The Roots of Hoopdance :: Tony Duncan, Native American dancer

Tony Duncan won the 2011 World Hoopdance Championship in Arizona. He's also a flute player and tours with his band Estun-Bah and other family performers. Here the youngest member studies the master :)

Learning from the Master

Starting them Young

Original, Native hoopdance is like storytelling. Dancers create shapes with the hoops - animals, different nature elements, flowers, eagles - and move from one formation to another.
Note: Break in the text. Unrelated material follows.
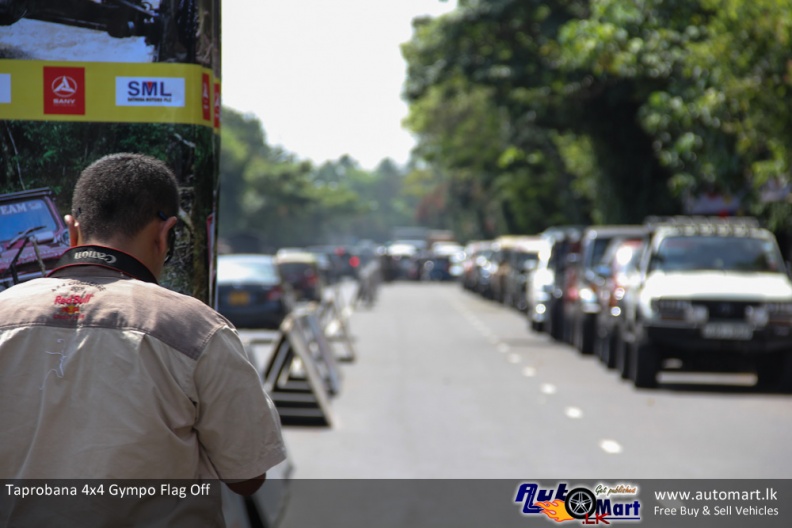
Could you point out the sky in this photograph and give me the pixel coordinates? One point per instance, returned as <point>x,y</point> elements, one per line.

I saw Native hoopdance once in upstate New York and it's really captivating to witness. Here's Tony Duncan's winning performance from last February:


There's a definitive spiritual aspect to Native hoopdance as the hoop represents connectedness and the circle of life. Black Elk (1863-1950), a Sioux holy man, said: 
"You have noticed that everything an Indian does is in a circle, and that is because the Power of the World always works in circles, and everything tries to be round. The Sky is round, and I have heard that the earth is round like a ball, and so are all the stars. The wind, in its greatest power, whirls. Birds make their nest in circles, for theirs is the same religion as ours. Even the seasons form a great circle in their changing, and always come back again to where they were. The life of a man is a circle from childhood to childhood, and so it is in everything where power moves."